Shares in US carmaker General Motors (GM) have surged 18% on news that billionaire investor Kirk Kerkorian has made an offer to buy a minority stake.
US buyers have been turning away from GM in favour of foreign brands
Mr Kerkorian, who once bought and sold MGM Studios, offered nearly $868m (£457m) to buy 4.9% of GM stock.
Mr Kerkorian made the offer through his firm Tracinda Corp, saying the purchase was for investment purposes only.
If the $31-a-share (£16.32) offer is accepted, it will take Mr Kerkorian's stake in GM up to almost 9%.
The offer for the 28 million shares represented an 11.6% premium on GM's closing price of $27.77 on Tuesday.
Shares in the company closed 18% higher at $32.80, amid optimism about what Mr Kerkorian's bid might mean for the future of the company.
GM had no immediate comment to make about the offer.
"I would assume Kerkorian believes General Motors is too important to the country just to be" left foundering, said Craig Hodges of Hodges Capital Management fund manager.
Meanwhile, other analysts questioned whether Mr Kerkorian's move was more significant.
"My guess is he feels that there's value in the brand and the franchise that has not been unlocked by current management," Richard Steinberg, president of Steinberg Global Asset Management in Florida, told Reuters.
However, speculation that Mr Kerkorian could be looking to win control of the firm by building up his stake was firmly denied by his lawyer Terry Christensen who said it was merely a "passive investment".
The offer comes just a day after US sales figures revealed GM was continuing to lose market share to foreign rivals, and just weeks after the group reported its biggest quarterly loss in more than a decade.
The firm blamed flagging sales and rising healthcare costs for its net loss of $1.1bn in the three months to the end of March.
As part of its restructuring plan, GM has been cutting jobs. It has also promised an "aggressive" rollout of new models in an effort to attract more buyers.
However, investor concerns remain.
Some fear the company's credit rating could be downgraded to junk status.
The main rating agencies - Standard & Poor's, Moody's Investor Service and Fitch Ratings - all rate the company at one notch above junk.

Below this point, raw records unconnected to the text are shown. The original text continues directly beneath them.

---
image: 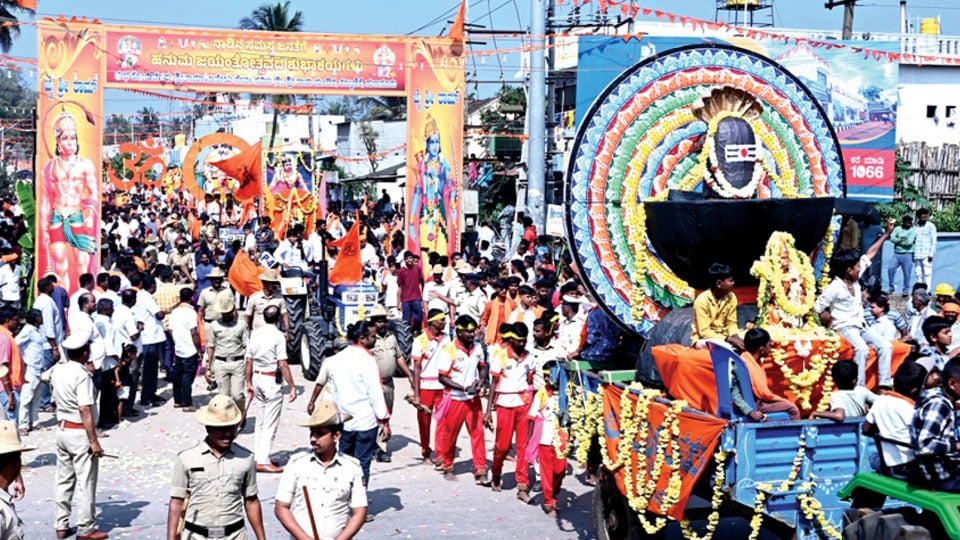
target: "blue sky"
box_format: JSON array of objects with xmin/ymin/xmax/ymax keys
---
[{"xmin": 11, "ymin": 0, "xmax": 960, "ymax": 112}]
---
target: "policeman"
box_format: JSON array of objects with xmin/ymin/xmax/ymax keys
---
[
  {"xmin": 370, "ymin": 304, "xmax": 413, "ymax": 463},
  {"xmin": 0, "ymin": 384, "xmax": 33, "ymax": 540},
  {"xmin": 197, "ymin": 266, "xmax": 233, "ymax": 324},
  {"xmin": 167, "ymin": 395, "xmax": 266, "ymax": 540},
  {"xmin": 50, "ymin": 332, "xmax": 107, "ymax": 540},
  {"xmin": 204, "ymin": 298, "xmax": 247, "ymax": 416},
  {"xmin": 244, "ymin": 306, "xmax": 297, "ymax": 473},
  {"xmin": 274, "ymin": 401, "xmax": 367, "ymax": 539}
]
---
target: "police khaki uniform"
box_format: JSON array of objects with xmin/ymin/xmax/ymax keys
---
[
  {"xmin": 0, "ymin": 376, "xmax": 33, "ymax": 540},
  {"xmin": 167, "ymin": 395, "xmax": 265, "ymax": 540},
  {"xmin": 50, "ymin": 333, "xmax": 107, "ymax": 540},
  {"xmin": 276, "ymin": 401, "xmax": 367, "ymax": 540},
  {"xmin": 369, "ymin": 304, "xmax": 400, "ymax": 462},
  {"xmin": 197, "ymin": 266, "xmax": 233, "ymax": 323},
  {"xmin": 245, "ymin": 270, "xmax": 287, "ymax": 332},
  {"xmin": 204, "ymin": 298, "xmax": 248, "ymax": 410}
]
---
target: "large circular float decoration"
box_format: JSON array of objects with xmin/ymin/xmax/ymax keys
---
[{"xmin": 566, "ymin": 44, "xmax": 845, "ymax": 334}]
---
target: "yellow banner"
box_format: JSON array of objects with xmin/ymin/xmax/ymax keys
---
[
  {"xmin": 406, "ymin": 39, "xmax": 464, "ymax": 262},
  {"xmin": 34, "ymin": 21, "xmax": 103, "ymax": 293}
]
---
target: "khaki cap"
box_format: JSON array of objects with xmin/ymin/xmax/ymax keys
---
[
  {"xmin": 214, "ymin": 294, "xmax": 237, "ymax": 313},
  {"xmin": 0, "ymin": 420, "xmax": 33, "ymax": 454},
  {"xmin": 300, "ymin": 400, "xmax": 352, "ymax": 427},
  {"xmin": 196, "ymin": 394, "xmax": 243, "ymax": 427},
  {"xmin": 367, "ymin": 304, "xmax": 387, "ymax": 319},
  {"xmin": 260, "ymin": 270, "xmax": 280, "ymax": 283}
]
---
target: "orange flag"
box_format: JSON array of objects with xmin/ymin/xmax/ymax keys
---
[
  {"xmin": 211, "ymin": 142, "xmax": 263, "ymax": 201},
  {"xmin": 330, "ymin": 219, "xmax": 363, "ymax": 285},
  {"xmin": 227, "ymin": 249, "xmax": 264, "ymax": 296},
  {"xmin": 447, "ymin": 0, "xmax": 467, "ymax": 41}
]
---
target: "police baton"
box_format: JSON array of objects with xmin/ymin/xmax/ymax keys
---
[{"xmin": 303, "ymin": 486, "xmax": 320, "ymax": 540}]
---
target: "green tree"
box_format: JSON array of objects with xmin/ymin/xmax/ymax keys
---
[
  {"xmin": 240, "ymin": 0, "xmax": 303, "ymax": 148},
  {"xmin": 0, "ymin": 0, "xmax": 34, "ymax": 54}
]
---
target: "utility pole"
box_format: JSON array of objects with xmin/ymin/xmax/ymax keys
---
[
  {"xmin": 823, "ymin": 0, "xmax": 857, "ymax": 39},
  {"xmin": 526, "ymin": 0, "xmax": 553, "ymax": 231}
]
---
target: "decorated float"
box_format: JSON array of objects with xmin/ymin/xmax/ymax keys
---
[{"xmin": 557, "ymin": 44, "xmax": 928, "ymax": 539}]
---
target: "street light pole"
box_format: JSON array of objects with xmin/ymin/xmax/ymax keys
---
[{"xmin": 526, "ymin": 0, "xmax": 552, "ymax": 231}]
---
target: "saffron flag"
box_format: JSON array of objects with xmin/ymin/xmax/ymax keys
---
[
  {"xmin": 212, "ymin": 142, "xmax": 263, "ymax": 201},
  {"xmin": 447, "ymin": 0, "xmax": 467, "ymax": 41},
  {"xmin": 330, "ymin": 219, "xmax": 363, "ymax": 285},
  {"xmin": 227, "ymin": 249, "xmax": 264, "ymax": 296}
]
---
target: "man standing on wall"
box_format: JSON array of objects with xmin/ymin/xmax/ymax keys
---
[{"xmin": 913, "ymin": 208, "xmax": 937, "ymax": 290}]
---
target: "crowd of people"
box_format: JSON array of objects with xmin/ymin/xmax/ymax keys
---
[
  {"xmin": 691, "ymin": 209, "xmax": 960, "ymax": 498},
  {"xmin": 0, "ymin": 186, "xmax": 636, "ymax": 540}
]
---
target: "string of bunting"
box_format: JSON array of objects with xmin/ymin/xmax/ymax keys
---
[{"xmin": 568, "ymin": 0, "xmax": 960, "ymax": 66}]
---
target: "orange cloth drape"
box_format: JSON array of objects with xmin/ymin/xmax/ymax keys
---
[
  {"xmin": 740, "ymin": 351, "xmax": 782, "ymax": 401},
  {"xmin": 330, "ymin": 219, "xmax": 363, "ymax": 285},
  {"xmin": 652, "ymin": 341, "xmax": 910, "ymax": 417},
  {"xmin": 601, "ymin": 384, "xmax": 727, "ymax": 521},
  {"xmin": 227, "ymin": 250, "xmax": 265, "ymax": 296}
]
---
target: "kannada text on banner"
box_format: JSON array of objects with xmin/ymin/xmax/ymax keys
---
[
  {"xmin": 406, "ymin": 40, "xmax": 464, "ymax": 270},
  {"xmin": 104, "ymin": 26, "xmax": 407, "ymax": 96},
  {"xmin": 34, "ymin": 21, "xmax": 103, "ymax": 293}
]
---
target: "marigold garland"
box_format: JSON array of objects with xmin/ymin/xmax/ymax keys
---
[
  {"xmin": 747, "ymin": 431, "xmax": 807, "ymax": 540},
  {"xmin": 680, "ymin": 447, "xmax": 727, "ymax": 540}
]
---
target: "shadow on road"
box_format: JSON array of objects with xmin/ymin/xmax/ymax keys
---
[
  {"xmin": 97, "ymin": 501, "xmax": 149, "ymax": 529},
  {"xmin": 367, "ymin": 488, "xmax": 403, "ymax": 515}
]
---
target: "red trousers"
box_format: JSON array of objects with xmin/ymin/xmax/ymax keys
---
[
  {"xmin": 417, "ymin": 388, "xmax": 443, "ymax": 457},
  {"xmin": 437, "ymin": 397, "xmax": 487, "ymax": 472},
  {"xmin": 538, "ymin": 444, "xmax": 567, "ymax": 504},
  {"xmin": 491, "ymin": 404, "xmax": 530, "ymax": 486}
]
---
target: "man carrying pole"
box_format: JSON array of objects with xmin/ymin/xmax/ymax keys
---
[{"xmin": 274, "ymin": 401, "xmax": 367, "ymax": 540}]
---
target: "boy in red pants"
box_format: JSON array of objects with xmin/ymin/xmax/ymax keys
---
[
  {"xmin": 437, "ymin": 315, "xmax": 490, "ymax": 486},
  {"xmin": 483, "ymin": 323, "xmax": 533, "ymax": 502},
  {"xmin": 528, "ymin": 360, "xmax": 567, "ymax": 517},
  {"xmin": 410, "ymin": 309, "xmax": 450, "ymax": 467}
]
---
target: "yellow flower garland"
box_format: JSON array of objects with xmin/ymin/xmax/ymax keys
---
[
  {"xmin": 819, "ymin": 219, "xmax": 834, "ymax": 292},
  {"xmin": 747, "ymin": 431, "xmax": 807, "ymax": 540},
  {"xmin": 680, "ymin": 447, "xmax": 727, "ymax": 540},
  {"xmin": 750, "ymin": 231, "xmax": 816, "ymax": 327}
]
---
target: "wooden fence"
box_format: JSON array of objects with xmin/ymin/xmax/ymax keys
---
[{"xmin": 897, "ymin": 142, "xmax": 960, "ymax": 210}]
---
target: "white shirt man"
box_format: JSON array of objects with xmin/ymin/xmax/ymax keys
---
[
  {"xmin": 317, "ymin": 345, "xmax": 390, "ymax": 431},
  {"xmin": 166, "ymin": 303, "xmax": 199, "ymax": 358},
  {"xmin": 0, "ymin": 263, "xmax": 20, "ymax": 306}
]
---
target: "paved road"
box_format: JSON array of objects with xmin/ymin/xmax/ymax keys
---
[
  {"xmin": 17, "ymin": 367, "xmax": 595, "ymax": 539},
  {"xmin": 17, "ymin": 367, "xmax": 784, "ymax": 540}
]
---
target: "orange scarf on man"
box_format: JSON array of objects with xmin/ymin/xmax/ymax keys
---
[
  {"xmin": 740, "ymin": 351, "xmax": 783, "ymax": 401},
  {"xmin": 0, "ymin": 326, "xmax": 23, "ymax": 389}
]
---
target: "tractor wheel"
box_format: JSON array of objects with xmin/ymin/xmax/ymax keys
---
[
  {"xmin": 842, "ymin": 510, "xmax": 933, "ymax": 540},
  {"xmin": 283, "ymin": 296, "xmax": 307, "ymax": 364},
  {"xmin": 301, "ymin": 317, "xmax": 333, "ymax": 381},
  {"xmin": 593, "ymin": 467, "xmax": 648, "ymax": 540}
]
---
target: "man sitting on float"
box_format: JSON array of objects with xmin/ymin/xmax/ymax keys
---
[
  {"xmin": 814, "ymin": 225, "xmax": 893, "ymax": 389},
  {"xmin": 690, "ymin": 263, "xmax": 744, "ymax": 351}
]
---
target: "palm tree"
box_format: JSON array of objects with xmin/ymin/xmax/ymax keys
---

A downgrade to junk level could significantly raise the company's borrowing costs.
Mr Kerkorian, an 87-year-old billionaire and majority shareholder of the MGM Mirage casino and hotel operator, is no stranger to the automotive business.
He was the largest investor in carmaker Chrysler ahead of its 1998 tie-up with Germany's Daimler-Benz.
He took court action against German car boss Juergen Schrempp, claiming the deal was misrepresented as a merger rather than a takeover.
Last month, a US district court dismissed his claim for $1bn in damages. Mr Kerkorian is appealing against the ruling.